Re: [SLUG] perl [pig] duplicate removal with a twist

From: Levi Bard (taktaktaktaktaktaktaktaktaktak@gmail.com)
Date: Mon Jul 24 2006 - 16:40:00 EDT


On 7/24/06, baris nema <baris_nema@cigflorida.com> wrote:
> I'm writing a perl program that takes input from one file, processes it
> (line by line), and then
> puts in into another text file. I'm trying to figure out how I can
> search the second text file to see
> if a particular part that line (at the beginning of the line) has
> already been put into the file, and if
> it has, don't put it in.
>
> What I'm having trouble on is how to search the output file in perl for
> that text before writing to it.
> -any ideas?

Unless these files have the potential to be huge, I'd read the input
into a list (or array, whatever), and do the duplicate check with the
list upon input.
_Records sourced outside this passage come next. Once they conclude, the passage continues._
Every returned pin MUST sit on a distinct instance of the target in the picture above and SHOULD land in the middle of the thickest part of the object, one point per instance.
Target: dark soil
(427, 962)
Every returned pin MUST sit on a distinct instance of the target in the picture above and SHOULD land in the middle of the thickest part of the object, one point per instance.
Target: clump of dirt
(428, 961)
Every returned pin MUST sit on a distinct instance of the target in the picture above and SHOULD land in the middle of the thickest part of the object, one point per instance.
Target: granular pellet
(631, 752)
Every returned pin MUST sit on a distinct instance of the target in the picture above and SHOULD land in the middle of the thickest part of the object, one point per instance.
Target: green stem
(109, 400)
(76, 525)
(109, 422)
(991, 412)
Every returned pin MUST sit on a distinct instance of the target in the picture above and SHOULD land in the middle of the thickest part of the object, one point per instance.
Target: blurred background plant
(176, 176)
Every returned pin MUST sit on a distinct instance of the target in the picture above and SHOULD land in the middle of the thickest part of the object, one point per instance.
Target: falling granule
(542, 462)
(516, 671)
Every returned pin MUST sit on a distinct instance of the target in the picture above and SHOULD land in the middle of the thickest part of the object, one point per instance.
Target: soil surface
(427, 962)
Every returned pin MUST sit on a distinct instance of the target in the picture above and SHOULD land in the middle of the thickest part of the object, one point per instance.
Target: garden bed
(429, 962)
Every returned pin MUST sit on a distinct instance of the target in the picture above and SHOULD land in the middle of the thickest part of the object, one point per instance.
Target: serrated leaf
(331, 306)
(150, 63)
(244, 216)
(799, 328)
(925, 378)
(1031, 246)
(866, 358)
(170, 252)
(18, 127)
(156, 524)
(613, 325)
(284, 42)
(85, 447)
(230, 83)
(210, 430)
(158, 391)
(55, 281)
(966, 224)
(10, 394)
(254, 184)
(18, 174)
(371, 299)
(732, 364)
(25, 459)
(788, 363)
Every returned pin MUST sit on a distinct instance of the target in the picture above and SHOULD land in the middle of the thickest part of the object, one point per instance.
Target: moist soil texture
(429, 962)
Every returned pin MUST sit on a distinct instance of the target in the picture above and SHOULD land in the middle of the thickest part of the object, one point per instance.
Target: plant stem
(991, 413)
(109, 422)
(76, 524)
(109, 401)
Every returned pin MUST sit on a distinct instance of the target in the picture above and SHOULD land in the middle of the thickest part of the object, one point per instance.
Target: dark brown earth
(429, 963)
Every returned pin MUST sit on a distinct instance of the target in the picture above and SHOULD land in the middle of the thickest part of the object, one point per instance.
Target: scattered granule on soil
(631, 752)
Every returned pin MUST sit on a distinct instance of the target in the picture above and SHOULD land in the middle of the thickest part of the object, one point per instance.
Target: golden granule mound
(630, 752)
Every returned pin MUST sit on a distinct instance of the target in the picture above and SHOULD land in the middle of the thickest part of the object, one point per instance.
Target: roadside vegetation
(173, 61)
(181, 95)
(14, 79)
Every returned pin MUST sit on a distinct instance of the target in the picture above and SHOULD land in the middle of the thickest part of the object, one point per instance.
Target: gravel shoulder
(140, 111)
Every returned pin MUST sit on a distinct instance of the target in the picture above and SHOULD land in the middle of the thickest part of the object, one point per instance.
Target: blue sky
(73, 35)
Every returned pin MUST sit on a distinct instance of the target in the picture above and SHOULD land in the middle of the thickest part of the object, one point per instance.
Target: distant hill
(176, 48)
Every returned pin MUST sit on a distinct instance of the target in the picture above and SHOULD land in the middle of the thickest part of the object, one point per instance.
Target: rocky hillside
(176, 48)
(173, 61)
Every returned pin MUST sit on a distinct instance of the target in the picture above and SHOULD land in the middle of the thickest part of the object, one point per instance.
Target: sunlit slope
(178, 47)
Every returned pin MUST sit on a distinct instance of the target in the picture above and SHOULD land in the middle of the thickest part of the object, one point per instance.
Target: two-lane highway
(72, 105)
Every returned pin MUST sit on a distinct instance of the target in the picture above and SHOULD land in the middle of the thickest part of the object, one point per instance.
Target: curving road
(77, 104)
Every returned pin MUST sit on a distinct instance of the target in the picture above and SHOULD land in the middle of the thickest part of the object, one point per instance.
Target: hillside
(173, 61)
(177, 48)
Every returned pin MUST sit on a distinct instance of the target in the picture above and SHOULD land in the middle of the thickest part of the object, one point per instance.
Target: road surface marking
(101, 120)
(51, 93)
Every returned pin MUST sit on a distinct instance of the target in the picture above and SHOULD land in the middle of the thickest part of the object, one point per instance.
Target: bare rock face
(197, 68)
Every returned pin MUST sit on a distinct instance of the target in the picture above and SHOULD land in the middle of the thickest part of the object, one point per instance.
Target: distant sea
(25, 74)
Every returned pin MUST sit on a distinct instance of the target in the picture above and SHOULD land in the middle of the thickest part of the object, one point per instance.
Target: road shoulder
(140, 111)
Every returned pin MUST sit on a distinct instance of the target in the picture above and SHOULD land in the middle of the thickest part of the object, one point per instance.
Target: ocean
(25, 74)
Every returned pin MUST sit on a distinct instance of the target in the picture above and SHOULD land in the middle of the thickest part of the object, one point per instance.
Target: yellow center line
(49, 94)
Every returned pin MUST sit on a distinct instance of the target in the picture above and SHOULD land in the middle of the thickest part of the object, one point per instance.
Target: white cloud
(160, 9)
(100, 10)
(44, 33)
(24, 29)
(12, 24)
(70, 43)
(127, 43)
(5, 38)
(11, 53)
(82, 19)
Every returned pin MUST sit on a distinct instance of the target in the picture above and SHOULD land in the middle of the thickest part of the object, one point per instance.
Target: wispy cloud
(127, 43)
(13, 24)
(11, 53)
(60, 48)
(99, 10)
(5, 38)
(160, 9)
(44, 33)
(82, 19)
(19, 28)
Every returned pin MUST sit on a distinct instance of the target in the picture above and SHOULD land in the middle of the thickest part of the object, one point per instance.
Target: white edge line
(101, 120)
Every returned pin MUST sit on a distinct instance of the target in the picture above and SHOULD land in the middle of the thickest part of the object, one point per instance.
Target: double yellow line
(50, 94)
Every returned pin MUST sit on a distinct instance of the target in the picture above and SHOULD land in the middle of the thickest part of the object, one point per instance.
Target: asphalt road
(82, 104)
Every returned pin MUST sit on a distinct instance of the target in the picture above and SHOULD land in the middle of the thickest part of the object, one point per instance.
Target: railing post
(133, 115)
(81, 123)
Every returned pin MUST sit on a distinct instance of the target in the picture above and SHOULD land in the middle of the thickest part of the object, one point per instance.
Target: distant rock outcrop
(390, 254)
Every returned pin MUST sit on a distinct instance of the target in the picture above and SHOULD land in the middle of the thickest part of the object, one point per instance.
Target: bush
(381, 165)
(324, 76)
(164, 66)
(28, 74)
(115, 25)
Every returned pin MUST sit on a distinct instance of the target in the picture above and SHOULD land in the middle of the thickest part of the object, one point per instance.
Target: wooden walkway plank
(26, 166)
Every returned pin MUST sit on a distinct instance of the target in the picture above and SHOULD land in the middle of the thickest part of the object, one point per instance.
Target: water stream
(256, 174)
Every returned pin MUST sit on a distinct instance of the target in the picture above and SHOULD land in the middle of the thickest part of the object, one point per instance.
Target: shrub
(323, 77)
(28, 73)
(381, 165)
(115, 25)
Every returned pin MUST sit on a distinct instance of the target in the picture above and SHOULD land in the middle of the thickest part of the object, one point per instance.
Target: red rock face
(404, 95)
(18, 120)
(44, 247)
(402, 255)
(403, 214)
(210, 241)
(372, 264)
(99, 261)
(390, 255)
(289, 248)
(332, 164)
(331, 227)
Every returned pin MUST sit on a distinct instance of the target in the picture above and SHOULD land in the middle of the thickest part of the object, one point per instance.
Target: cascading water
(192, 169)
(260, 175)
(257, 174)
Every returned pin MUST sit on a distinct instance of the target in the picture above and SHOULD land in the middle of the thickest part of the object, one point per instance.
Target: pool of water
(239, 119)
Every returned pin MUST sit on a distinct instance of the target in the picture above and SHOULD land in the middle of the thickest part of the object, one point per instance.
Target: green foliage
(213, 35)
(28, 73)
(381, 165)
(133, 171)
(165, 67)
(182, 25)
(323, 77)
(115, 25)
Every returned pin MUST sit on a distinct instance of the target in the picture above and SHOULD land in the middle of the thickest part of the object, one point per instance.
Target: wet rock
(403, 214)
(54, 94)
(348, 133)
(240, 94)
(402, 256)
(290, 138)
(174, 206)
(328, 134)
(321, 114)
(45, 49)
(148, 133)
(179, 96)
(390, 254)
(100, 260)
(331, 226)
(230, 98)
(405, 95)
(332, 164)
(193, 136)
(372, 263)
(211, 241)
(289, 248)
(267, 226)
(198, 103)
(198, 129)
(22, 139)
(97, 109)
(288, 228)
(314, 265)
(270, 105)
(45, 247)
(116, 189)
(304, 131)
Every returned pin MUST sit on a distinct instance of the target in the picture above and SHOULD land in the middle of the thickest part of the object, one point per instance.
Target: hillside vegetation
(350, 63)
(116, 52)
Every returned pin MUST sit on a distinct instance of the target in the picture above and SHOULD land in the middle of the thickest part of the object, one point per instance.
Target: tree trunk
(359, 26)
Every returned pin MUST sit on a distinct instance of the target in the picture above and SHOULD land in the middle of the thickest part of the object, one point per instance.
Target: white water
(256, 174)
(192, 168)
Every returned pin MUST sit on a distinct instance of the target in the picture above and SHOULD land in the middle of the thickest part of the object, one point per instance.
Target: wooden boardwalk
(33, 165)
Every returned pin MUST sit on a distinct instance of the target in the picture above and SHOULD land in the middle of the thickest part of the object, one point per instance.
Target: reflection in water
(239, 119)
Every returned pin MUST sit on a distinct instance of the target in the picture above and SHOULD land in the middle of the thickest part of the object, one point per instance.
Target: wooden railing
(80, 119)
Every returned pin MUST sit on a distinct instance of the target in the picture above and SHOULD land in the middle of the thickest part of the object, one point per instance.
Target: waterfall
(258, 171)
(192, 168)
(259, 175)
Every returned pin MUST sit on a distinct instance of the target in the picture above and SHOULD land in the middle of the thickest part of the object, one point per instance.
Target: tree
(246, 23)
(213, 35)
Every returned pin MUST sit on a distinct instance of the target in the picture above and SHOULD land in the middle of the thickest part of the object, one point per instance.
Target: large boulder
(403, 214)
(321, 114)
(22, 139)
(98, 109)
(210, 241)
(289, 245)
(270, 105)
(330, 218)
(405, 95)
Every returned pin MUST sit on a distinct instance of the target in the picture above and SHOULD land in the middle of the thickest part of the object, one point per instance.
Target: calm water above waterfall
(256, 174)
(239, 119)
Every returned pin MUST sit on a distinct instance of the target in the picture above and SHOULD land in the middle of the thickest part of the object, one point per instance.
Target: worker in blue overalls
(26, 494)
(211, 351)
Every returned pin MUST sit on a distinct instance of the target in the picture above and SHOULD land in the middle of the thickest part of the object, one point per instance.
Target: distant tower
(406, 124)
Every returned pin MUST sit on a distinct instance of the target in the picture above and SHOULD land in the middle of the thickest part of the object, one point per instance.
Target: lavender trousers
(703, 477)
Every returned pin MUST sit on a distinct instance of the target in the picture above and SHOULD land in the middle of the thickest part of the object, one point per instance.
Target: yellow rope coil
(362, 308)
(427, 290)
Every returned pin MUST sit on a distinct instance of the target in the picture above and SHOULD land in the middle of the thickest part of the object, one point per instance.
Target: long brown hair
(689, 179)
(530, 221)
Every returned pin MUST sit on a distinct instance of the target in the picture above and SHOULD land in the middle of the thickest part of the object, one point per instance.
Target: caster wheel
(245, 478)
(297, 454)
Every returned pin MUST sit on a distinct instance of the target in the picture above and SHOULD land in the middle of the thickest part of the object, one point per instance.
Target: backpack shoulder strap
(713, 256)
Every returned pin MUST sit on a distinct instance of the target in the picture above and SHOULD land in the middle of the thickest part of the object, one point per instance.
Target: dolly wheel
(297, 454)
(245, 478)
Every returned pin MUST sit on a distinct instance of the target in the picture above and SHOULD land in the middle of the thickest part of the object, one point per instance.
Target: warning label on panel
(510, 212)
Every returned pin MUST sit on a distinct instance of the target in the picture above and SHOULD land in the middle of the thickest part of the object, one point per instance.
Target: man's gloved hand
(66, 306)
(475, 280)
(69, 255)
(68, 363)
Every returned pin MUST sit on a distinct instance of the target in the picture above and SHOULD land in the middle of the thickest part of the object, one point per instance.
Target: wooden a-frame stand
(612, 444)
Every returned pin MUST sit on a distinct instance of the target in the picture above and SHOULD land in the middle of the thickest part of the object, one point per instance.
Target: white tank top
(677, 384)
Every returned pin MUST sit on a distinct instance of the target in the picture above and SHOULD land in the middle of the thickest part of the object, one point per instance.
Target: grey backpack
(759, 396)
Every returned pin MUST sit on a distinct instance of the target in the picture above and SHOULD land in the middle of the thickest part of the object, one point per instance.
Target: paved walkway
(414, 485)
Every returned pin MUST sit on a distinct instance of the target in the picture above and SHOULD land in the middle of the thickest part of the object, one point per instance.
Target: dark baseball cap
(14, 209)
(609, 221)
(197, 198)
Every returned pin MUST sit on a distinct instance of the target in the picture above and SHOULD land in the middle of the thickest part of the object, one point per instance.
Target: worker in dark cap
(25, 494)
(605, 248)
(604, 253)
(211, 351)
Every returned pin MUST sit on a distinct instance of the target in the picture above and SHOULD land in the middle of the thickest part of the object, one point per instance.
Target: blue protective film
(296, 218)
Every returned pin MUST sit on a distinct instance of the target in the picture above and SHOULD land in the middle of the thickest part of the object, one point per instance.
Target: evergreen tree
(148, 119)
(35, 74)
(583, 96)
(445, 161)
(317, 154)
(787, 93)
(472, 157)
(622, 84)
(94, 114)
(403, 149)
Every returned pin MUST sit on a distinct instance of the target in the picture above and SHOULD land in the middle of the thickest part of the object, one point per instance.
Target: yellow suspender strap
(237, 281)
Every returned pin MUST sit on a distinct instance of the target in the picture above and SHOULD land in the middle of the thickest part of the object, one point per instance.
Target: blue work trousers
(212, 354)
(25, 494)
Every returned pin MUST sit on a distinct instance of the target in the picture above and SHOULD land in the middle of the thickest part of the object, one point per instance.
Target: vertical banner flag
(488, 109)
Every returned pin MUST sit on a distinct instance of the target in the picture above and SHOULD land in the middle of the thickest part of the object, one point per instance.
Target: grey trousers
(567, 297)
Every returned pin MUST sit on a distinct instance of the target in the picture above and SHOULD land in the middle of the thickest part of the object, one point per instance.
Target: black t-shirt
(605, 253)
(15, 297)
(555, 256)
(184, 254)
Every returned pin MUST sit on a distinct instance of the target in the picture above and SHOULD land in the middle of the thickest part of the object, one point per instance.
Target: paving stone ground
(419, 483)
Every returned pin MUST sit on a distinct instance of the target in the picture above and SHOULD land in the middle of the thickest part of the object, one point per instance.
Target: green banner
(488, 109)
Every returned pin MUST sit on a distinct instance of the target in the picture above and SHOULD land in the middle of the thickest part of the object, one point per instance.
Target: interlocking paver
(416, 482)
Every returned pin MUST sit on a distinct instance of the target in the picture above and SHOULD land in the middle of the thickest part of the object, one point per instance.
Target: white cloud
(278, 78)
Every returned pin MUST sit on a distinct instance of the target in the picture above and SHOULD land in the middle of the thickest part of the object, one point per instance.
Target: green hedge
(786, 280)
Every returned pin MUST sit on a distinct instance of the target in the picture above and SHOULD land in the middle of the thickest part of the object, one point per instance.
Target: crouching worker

If the order of the input doesn't matter, you could
do an insertion sort while reading, and make the duplicate check much
quicker.

If neither of those are viable, you're going to be
opening/searching/closing the second file for each line of input.

-- 
Tcsh: Now with higher FPS!
http://www.gnu.org/philosophy/shouldbefree.html
-----------------------------------------------------------------------
This list is provided as an unmoderated internet service by Networked
Knowledge Systems (NKS).  Views and opinions expressed in messages
posted are those of the author and do not necessarily reflect the
official policy or position of NKS or any of its employees.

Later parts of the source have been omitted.